An animal rights group in Cecil County, Maryland, is receiving backlash after members of the organization apparently shouted racial slurs at a group of Girl Scouts and defended the "cramped, inadequate conditions" local shelter animals were facing.
When Chesapeake Bay Troop 176 read about the conditions homeless animals endured at a local shelter, they felt the need to take action.
"We thought that is isn't right to treat our animals the wrong way, so I wanted to give reasons why they shouldn't," said Girl Scout Tamara Spurlock, 11.
The troop attended the county's Animal Care and Control Oversight Commission on April 29th to express their concern. Their fear for the well-being of these animals, however, was dismissed by supposed animal rights group and the county's animal control vendor, A Buddy for Life, who began shouting racial slurs at the children.
"They were saying, 'Go back to Baltimore, where you belong,' and they started pointing out me and my sisters," said 13 year old Arianna Spurlock, who is African-American.
Video attained by WMAR Baltimore News shows the scout group, carrying homemade signs and exhibiting their right for peaceful protest, being harassed by adult supporters of the organization. A male troop leader can be seen defending the girls and trying to de-escalate the situation.
"You guys, no racial comments, okay?" he can be heard saying in the video. "Saying that they belong in Baltimore because they're black, that is wrong.
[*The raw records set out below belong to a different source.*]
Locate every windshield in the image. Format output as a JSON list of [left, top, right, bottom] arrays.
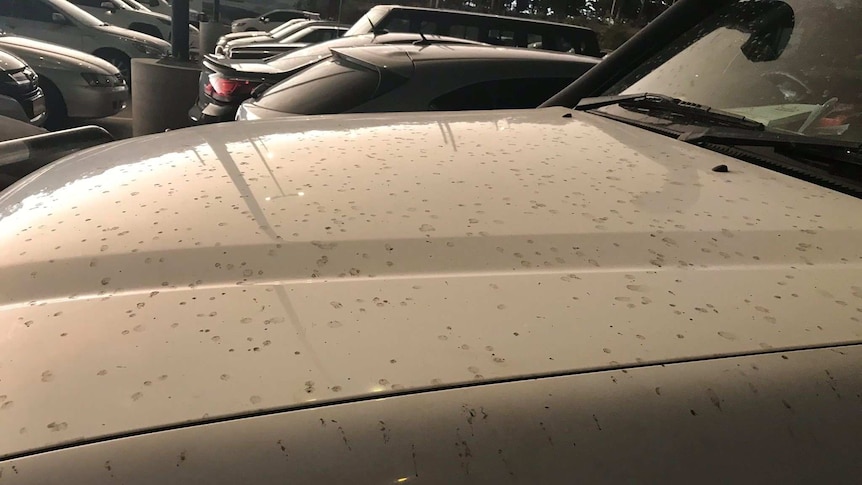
[[270, 21, 311, 40], [601, 0, 862, 141], [120, 0, 150, 12], [344, 7, 390, 37], [51, 2, 107, 27], [276, 19, 306, 35]]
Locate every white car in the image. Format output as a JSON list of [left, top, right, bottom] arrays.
[[132, 0, 200, 22], [230, 10, 320, 32], [224, 25, 350, 59], [215, 19, 308, 54], [0, 0, 171, 80], [0, 31, 129, 127], [215, 19, 341, 55], [64, 0, 200, 51], [0, 0, 862, 485]]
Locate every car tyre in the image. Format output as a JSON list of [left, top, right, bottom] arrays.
[[129, 23, 164, 40], [93, 49, 132, 89], [40, 77, 69, 130]]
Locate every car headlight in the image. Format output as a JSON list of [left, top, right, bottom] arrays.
[[132, 41, 170, 57], [81, 72, 122, 88]]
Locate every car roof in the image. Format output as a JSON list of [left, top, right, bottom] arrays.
[[334, 44, 599, 66], [0, 108, 862, 457], [373, 5, 593, 32]]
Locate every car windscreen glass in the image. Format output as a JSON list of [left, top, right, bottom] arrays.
[[601, 0, 862, 141], [270, 21, 309, 40], [256, 59, 388, 115], [344, 6, 390, 36], [276, 19, 306, 35], [51, 2, 105, 27]]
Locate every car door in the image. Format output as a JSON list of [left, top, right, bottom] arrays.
[[0, 0, 82, 49]]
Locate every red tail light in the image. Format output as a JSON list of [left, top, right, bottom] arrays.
[[204, 74, 260, 101]]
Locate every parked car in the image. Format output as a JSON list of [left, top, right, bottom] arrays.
[[198, 0, 266, 26], [64, 0, 200, 51], [344, 5, 602, 57], [189, 33, 485, 123], [216, 19, 306, 52], [215, 20, 339, 54], [237, 45, 599, 120], [0, 50, 46, 126], [0, 0, 862, 485], [230, 10, 320, 32], [0, 124, 113, 191], [0, 31, 129, 127], [134, 0, 200, 23], [0, 0, 171, 80], [225, 25, 350, 59]]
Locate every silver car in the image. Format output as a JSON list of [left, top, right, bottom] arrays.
[[0, 0, 862, 485], [0, 31, 129, 126]]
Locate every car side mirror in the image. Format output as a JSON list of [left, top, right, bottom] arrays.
[[737, 0, 796, 62]]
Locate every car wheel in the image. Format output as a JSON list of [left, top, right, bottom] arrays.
[[39, 77, 69, 130], [94, 49, 132, 87], [129, 23, 164, 40]]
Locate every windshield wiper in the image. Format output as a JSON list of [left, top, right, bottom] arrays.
[[678, 127, 862, 167], [575, 93, 766, 131]]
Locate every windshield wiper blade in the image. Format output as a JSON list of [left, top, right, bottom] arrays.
[[679, 126, 862, 152], [678, 127, 862, 166], [575, 93, 766, 131]]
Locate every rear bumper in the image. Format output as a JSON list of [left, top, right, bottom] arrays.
[[62, 86, 129, 118], [189, 101, 239, 125]]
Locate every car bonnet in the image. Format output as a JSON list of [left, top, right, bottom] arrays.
[[0, 108, 862, 457], [0, 36, 120, 74]]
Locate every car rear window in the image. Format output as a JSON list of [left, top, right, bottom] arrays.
[[256, 58, 392, 115]]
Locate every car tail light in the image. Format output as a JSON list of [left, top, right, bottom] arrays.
[[204, 74, 260, 102]]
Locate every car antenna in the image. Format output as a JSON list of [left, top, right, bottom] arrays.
[[413, 31, 430, 45]]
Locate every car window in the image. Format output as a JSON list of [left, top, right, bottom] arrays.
[[386, 17, 410, 32], [70, 0, 109, 8], [256, 59, 400, 115], [488, 29, 515, 46], [274, 12, 303, 22], [419, 20, 437, 35], [297, 29, 335, 44], [446, 25, 479, 40], [428, 77, 575, 111], [12, 0, 57, 22]]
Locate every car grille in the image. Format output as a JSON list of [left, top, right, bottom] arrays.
[[0, 71, 39, 97]]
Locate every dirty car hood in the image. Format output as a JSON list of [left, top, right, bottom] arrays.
[[0, 108, 862, 457]]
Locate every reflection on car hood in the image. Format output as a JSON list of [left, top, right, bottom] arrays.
[[0, 50, 27, 71], [96, 25, 171, 49], [0, 35, 120, 74], [0, 108, 862, 456], [230, 42, 311, 52], [219, 31, 269, 42], [226, 35, 277, 48]]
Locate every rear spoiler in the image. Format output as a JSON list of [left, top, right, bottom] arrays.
[[0, 126, 114, 190]]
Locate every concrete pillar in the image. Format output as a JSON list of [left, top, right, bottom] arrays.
[[200, 20, 230, 55], [132, 58, 201, 136]]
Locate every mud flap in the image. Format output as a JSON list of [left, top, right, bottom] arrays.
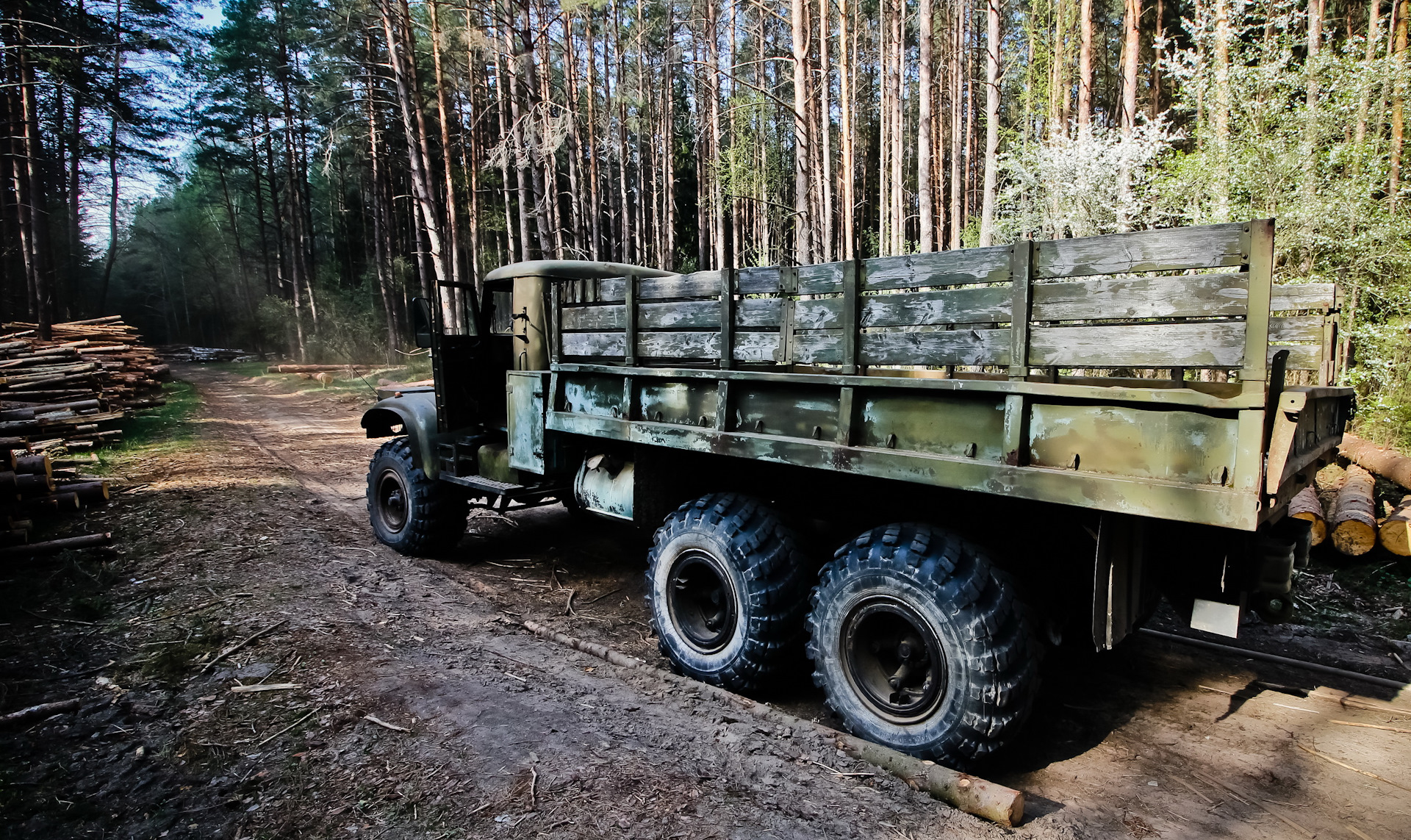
[[1092, 512, 1155, 651]]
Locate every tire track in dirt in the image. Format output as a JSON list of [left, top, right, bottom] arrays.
[[173, 371, 1411, 840]]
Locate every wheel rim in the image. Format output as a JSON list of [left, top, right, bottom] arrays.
[[841, 596, 947, 724], [666, 549, 739, 653], [374, 469, 408, 532]]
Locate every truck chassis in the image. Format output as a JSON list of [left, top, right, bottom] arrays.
[[362, 220, 1351, 767]]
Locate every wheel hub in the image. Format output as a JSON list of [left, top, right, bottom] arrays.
[[666, 549, 738, 653], [376, 470, 408, 532], [841, 596, 947, 723]]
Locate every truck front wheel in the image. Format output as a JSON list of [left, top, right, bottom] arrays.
[[808, 524, 1037, 769], [646, 492, 811, 690], [367, 438, 467, 556]]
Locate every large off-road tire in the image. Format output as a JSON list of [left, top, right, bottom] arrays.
[[646, 492, 813, 690], [367, 438, 467, 556], [808, 524, 1038, 769]]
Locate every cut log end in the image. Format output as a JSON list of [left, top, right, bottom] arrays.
[[1332, 521, 1377, 558], [1328, 464, 1377, 556], [1288, 486, 1328, 545], [1377, 495, 1411, 558]]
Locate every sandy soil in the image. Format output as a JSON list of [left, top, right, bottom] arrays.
[[0, 367, 1411, 840]]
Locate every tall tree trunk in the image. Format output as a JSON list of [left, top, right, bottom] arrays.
[[1121, 0, 1140, 138], [916, 0, 936, 251], [1150, 0, 1166, 120], [1354, 0, 1376, 151], [426, 0, 466, 316], [979, 0, 1005, 247], [701, 1, 722, 268], [378, 0, 450, 321], [789, 0, 813, 265], [494, 41, 529, 261], [825, 0, 858, 259], [362, 37, 401, 358], [1078, 0, 1092, 132], [1298, 0, 1326, 195], [949, 0, 969, 250], [1387, 0, 1411, 210], [503, 26, 533, 259], [889, 0, 902, 254], [1212, 0, 1230, 222], [97, 0, 126, 319], [817, 0, 837, 262], [12, 10, 54, 339]]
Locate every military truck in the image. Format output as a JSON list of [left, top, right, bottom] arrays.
[[362, 220, 1351, 767]]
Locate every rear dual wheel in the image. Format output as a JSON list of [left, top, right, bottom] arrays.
[[808, 524, 1038, 768], [367, 438, 468, 556], [647, 492, 1037, 768], [646, 492, 813, 690]]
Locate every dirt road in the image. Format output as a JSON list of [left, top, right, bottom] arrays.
[[0, 368, 1411, 840]]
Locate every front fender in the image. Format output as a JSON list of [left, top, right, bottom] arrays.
[[362, 391, 440, 478]]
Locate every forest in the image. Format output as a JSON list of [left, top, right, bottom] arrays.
[[0, 0, 1411, 445]]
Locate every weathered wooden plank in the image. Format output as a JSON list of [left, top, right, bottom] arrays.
[[563, 298, 780, 331], [1268, 282, 1338, 312], [862, 245, 1009, 291], [1034, 223, 1244, 279], [597, 271, 719, 301], [1268, 315, 1324, 343], [862, 285, 1010, 326], [1032, 271, 1249, 320], [1029, 320, 1244, 367], [563, 331, 779, 362], [794, 329, 844, 365], [858, 329, 1009, 365], [799, 262, 847, 295], [795, 298, 842, 329], [736, 265, 780, 295], [1268, 345, 1324, 370]]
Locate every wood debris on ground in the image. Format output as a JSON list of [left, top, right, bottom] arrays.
[[157, 345, 265, 363], [0, 315, 170, 555]]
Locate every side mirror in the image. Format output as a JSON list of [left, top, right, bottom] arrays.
[[412, 298, 434, 348]]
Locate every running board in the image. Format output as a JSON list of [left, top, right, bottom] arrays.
[[440, 472, 573, 512]]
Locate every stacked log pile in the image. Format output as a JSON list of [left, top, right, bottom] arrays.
[[1309, 435, 1411, 558], [0, 315, 169, 556], [0, 315, 170, 452], [157, 345, 265, 362], [0, 448, 112, 556]]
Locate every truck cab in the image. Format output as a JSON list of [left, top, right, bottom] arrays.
[[362, 219, 1351, 768]]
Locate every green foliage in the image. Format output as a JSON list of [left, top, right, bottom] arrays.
[[1348, 319, 1411, 452], [98, 380, 201, 466]]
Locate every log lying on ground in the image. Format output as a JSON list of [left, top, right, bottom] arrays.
[[270, 365, 365, 373], [1328, 464, 1377, 556], [0, 534, 113, 558], [1377, 495, 1411, 558], [0, 697, 80, 725], [1288, 486, 1328, 545], [523, 621, 1024, 828], [1338, 435, 1411, 490]]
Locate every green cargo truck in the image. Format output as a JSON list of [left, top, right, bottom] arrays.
[[362, 220, 1351, 765]]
Please don't say that, okay?"
Buddy for Life Co-Director Jen Callahan accused the girls of being "coached".
"The Girl Scouts came out and had some things to say, I understand that they were coached with what to say," she said, a comment that was met with outrage.
"Hey, they're kids!" someone can be heard shouting in the tape.
"Excuse me, the Girl Scouts were not coached," added troop leader Jayne Mitchell-Werbrich.
"Miss Jayne never told us what to say," said Lily Talley, 11, who spoke during the meeting. "And we actually thought of it by ourselves."
Mitchell-Warbrich has openly criticized the county's animal control center for a case of neglect that she previously reported.
A statement from A Buddy for Life denied that any employee of the organization was involved in the incident, stating the group "cannot control the words or actions of citizens that attended that meeting" and that they "(do not) condone the behavior that was on display after the meeting".
Despite the backlash, the negative response has only heartened the brave girls to continue to fight for the proper treatment of the animals.
"All people have the same rights, so everyone should be treated fairly and the same," Arianna said.
"We, as kids, we always were taught, if you didn't have anything nice to say don't say it at all," Talley said. "They should have done that."